Another rough day at work. I'm trying to get year end done, and the auditors are on the way now too, so the year end audit fell in my lap. And after getting over $300k in new clients last month, I have more coming! Joy! And of course my year end work has to still be perfect, because my boss is flying to CA to present it this month. Plus, I found a big error in my work that means I have to do a lot of it over, and one of the people I need information from is out of the office this week, and this presentation is due tomorrow. The fun just goes on and on.

I did get my cooking done last night, finally. I ate peanut butter again for lunch yesterday, although I had some of the Nicole Kidman green beans to go with it, that's getting old. I made veggie beef-a-roni with zucchini, which turned out OK, but which I messed up by putting some red wine in it. When you're going for a Chef Boyardee-esque flavor, you just can't use things like wine. The tannins threw my flavor base off, but it's still OK.

I should have gone to bed earlier, but I became fascinated by a documentary on WE called "Painted Babies" about child beauty pageants. I thought JonBenet Ramsey was a fluke - the unusual product of one mother's driving ambition, but that is just not the case. There were rows and rows of these little JonBenet clones marching around on this stage in bizarre, sexualized toddlerhood. It was like a train wreck. I couldn't peel my eyes off of it. Now my sisters did a few pageants when we were kids, but they were nothing like this. The "pros" who were obviously products of numerous lessons and much coaching were the anomaly then. In this, they were the rule. The western wear outfit one of the girls wore cost $1,000.00! I am 40, and I still have never owned any outfit that cost that much. All her competition clothes were custom made, and her mother spent about $3,500.00 per year on pageant outfits. Let me remind you this child was FOUR. She was in this competition for a new car, because her grandmother needed a car.

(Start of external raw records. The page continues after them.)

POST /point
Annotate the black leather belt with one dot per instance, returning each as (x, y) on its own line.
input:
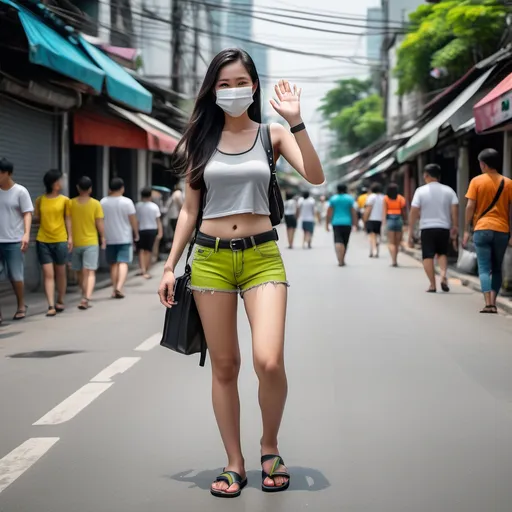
(236, 244)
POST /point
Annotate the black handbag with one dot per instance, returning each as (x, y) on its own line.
(183, 330)
(275, 199)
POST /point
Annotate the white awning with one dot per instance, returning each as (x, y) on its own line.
(384, 166)
(426, 138)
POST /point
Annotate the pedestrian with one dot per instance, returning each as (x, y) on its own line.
(373, 218)
(87, 221)
(342, 214)
(176, 204)
(16, 220)
(394, 216)
(150, 229)
(437, 208)
(488, 212)
(361, 203)
(308, 212)
(54, 239)
(291, 212)
(121, 230)
(236, 247)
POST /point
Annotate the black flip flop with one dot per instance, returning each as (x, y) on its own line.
(231, 478)
(278, 461)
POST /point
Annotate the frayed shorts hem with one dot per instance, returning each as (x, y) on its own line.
(242, 292)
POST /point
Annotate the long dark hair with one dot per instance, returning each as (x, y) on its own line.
(392, 191)
(205, 127)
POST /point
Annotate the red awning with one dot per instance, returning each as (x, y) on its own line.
(93, 128)
(496, 107)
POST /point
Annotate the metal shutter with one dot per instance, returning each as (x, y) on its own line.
(29, 138)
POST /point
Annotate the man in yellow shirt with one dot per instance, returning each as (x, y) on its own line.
(87, 222)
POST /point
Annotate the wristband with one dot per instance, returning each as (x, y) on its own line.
(298, 128)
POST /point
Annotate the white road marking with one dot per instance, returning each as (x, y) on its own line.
(150, 343)
(70, 407)
(14, 464)
(117, 367)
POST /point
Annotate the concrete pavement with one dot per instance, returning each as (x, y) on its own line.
(400, 401)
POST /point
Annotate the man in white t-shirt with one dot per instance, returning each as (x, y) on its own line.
(437, 208)
(373, 212)
(15, 221)
(121, 230)
(307, 214)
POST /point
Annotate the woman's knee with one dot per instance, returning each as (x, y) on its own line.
(226, 368)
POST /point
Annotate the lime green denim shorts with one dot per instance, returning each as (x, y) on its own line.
(224, 270)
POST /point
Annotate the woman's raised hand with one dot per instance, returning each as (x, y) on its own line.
(287, 104)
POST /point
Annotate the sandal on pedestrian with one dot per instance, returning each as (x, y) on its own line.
(277, 461)
(231, 478)
(84, 304)
(20, 314)
(492, 310)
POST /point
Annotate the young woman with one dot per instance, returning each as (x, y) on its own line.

The most interesting parts were the interviews with the adults. They focused on two mothers whose daughters were the front-runners to win the Miss Southern Charm in Atlanta. The mother of the girl who won was not a terribly attractive woman, and very obviously was living through her daughter, true to stereotype. Her husband wouldn't be interviewed, and apparently did not go to the pageants. When the little girl was crowned, it was the mother who was crying. The girl seemed to take it in stride. By the same token, it was the parents who appeared very excited about the competition. The shots of the kids showed they were mostly bored.

Apparently this is a major pageant. Interviews with the mothers and grandmothers were interspersed with pageant footage and clips of two admittedly pretty 4 year olds in disturbing hooker makeup, either strutting exaggeratedly on stage, or belting out adult songs they could not possibly understand with tone-deaf abandon. So I stayed up an extra hour to see who won, flushing a disturbing hour of my life down the drain.

Favorite quotes:

Grandmother: She was perfect, she looked just like a Barbie Doll up there!

Q: Do you like her looking like a Barbie Doll?

Grandmother: Well she is a Barbie Doll.

***

Pageant organizer (instructing judges):

Now we know they are going to wear makeup, but we want a child who looks natural, and certainly don't want her to appear sexual in any way. Fortunately, with babies, it's almost impossible to have them look sexual.

***

Q: Do you ever have to push her to get her to do this?

A: Well not really push, no, but sometimes encourage. Sometimes she doesn't feel like doing things, just like sometimes I don't feel like getting up and going to work in the morning. But sometimes you have to do things you don't feel like doing.

***

Q: Why do you compete (to child in the pageant)?

A: Well I compete for prizes, and cars, and money money money! (This said with childish glee, while her mother and grandmother beamed in the background.)

***

After it was over, one of the little girls came in third. Her mother was distraught, and y0u could tell she was on the verge of tears. Her father was there, and he seemed upset too. The girl took it better than either of them, reminding them that she was supposed to be a good sport and congratulate the other girls. It was odd to see this 4-year-old child who was apparently more mature than her parents. It was a strange clip.